Children should not be present during rodent cleanup. The CDC protocol calls for wet-disinfection of contaminated areas (not dry sweeping or vacuuming, both of which aerosolise the virus), N95 or higher respirator use, gloves, goggles, and double-bag disposal in an outdoor receptacle. None of those are appropriate for children. Children should be out of the home during the cleanup itself and for the recommended drying period afterwards, and should not handle traps, contaminated materials or PPE. If a cabin or outbuilding has obvious accumulated rodent activity, the right answer is a professional industrial-hygiene cleanup rather than a homeowner-DIY job, particularly when there are children who will be using the space afterwards.

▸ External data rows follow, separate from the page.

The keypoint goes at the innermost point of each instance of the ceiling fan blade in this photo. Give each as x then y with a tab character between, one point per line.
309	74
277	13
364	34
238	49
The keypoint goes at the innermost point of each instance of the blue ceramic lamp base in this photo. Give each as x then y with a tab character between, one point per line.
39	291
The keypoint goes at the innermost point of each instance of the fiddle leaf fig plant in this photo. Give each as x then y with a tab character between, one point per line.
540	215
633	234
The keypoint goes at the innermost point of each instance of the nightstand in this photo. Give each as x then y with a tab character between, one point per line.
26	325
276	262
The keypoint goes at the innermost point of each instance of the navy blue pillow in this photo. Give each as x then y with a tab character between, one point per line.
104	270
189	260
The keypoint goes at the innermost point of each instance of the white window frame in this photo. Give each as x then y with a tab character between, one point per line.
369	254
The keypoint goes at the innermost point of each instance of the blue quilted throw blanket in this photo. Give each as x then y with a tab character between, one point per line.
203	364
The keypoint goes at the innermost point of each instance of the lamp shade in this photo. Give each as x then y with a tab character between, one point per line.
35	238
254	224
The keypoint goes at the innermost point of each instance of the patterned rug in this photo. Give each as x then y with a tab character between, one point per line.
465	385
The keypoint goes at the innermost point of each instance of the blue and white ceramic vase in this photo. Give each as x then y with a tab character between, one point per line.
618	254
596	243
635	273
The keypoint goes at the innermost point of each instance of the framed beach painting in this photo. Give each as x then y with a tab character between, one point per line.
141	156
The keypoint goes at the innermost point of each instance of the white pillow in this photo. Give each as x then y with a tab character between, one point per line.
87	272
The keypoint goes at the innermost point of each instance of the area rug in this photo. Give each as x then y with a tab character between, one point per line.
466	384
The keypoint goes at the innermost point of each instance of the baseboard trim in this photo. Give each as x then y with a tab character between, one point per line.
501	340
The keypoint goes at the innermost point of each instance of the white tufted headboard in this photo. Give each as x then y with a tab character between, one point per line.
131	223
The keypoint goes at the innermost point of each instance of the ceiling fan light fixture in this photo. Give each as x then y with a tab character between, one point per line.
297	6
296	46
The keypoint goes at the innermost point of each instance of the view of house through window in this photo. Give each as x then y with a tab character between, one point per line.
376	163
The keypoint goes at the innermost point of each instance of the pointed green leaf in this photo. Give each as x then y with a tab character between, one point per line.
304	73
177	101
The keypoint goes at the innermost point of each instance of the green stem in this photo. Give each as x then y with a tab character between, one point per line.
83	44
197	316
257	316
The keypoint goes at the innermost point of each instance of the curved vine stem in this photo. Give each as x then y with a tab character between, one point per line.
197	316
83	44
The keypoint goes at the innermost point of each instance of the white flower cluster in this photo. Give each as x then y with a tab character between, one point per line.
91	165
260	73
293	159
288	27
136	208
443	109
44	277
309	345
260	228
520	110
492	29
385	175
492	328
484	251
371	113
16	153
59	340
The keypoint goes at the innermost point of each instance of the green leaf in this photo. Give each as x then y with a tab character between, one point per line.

Travel risk for children in endemic regions

Routine travel to endemic regions — rural Patagonia, southern Chile, the US Four Corners region, parts of Scandinavia and central Europe — does not require special pediatric precautions beyond the standard family precautions of avoiding rodent contact and not staying in cabins or outbuildings that have obvious rodent activity. Hantavirus is overwhelmingly an exposure-driven disease, not a community-acquired one, and a family travelling responsibly in an endemic region is not at meaningful elevated risk. The exception worth flagging is families with planned cabin, outbuilding or rural-property stays in endemic regions; those families should confirm in advance that the property has been recently inspected and cleaned, and should avoid sleeping in spaces that have not been opened and aired before arrival.

What this guide does not replace

This guide is an evidence-based overview for parents, not a substitute for pediatric clinical care. If your child has been potentially exposed and has any concerning symptoms, the right next step is same-day clinical evaluation. If your local public-health authority has issued an advisory in your area, that advisory takes precedence over generic guidance. The published pediatric hantavirus case literature is small enough that individual clinical decisions require an actual clinician.